The SBS/CR composite modification method is most commonly utilized among them. Because it can not only combine the advantages of CR and SBS to achieve a more satisfactory performance, but it can also cut back on environmental pollution using scrap tires [20]. In a number of research studies that studied the best preparation technology of SBS/CR modified bitumen (SBS/CRMB), it has been found that SBS/CRMB could raise high-temperature stability and possess the best aging resistance as SBS and rubber powder modified bitumen [11,18,19]. The SBS/CRMB with SBS and rubber powder in the end obtained the best preparation process reported by Wang et al. [21]. Inorganic or organic powders such as rubber powder, nano-TiO2 and carbon black can be added in order to raise the anti-aging ability of bitumen. However, the SBS/CRMB with a high performance also faced the great challenges of performances deterioration, which was caused by aging of asphalt materials, especially for the thermal oxygen aging and led to the weak viscoelastic performance of asphalt binder [9,10].
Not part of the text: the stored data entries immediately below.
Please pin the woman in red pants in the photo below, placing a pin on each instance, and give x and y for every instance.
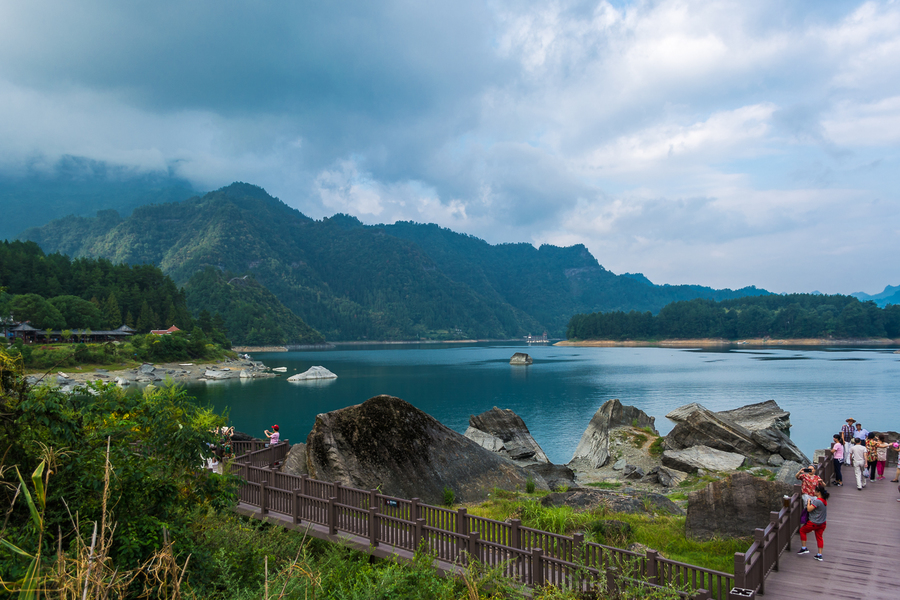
(816, 523)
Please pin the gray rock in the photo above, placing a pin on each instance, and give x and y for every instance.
(788, 472)
(632, 472)
(520, 358)
(733, 507)
(593, 448)
(387, 442)
(702, 457)
(503, 431)
(295, 462)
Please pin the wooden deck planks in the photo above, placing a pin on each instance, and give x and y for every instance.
(862, 548)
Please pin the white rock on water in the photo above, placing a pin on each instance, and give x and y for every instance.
(313, 373)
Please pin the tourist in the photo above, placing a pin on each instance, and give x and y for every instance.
(837, 457)
(858, 460)
(871, 454)
(816, 523)
(808, 482)
(274, 436)
(881, 455)
(847, 435)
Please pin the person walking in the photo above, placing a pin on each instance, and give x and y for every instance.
(837, 457)
(817, 508)
(858, 460)
(871, 454)
(847, 436)
(881, 456)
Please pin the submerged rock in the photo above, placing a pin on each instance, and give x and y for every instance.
(388, 443)
(313, 373)
(503, 431)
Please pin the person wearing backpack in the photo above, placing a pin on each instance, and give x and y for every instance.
(817, 508)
The objectives of this study were to select an ideal bitumen of asphalt concrete waterproofing layers. Therefore, in this research a new type of SBS/CRMB with a chemical modification method was developed. Dynamic Shear Rheological (DSR) tests and a Bending Beam Rheometer (BBR) test were conducted on SBS/CRMB before and after the short-term aging of thin film oven test (TFOT) and long-term aging of a pressurized aging vessel (PAV) aging for 20 h, 40 h and 80 h. Then, the rheological properties and the anti-aging properties of SBS/CRMB were evaluated.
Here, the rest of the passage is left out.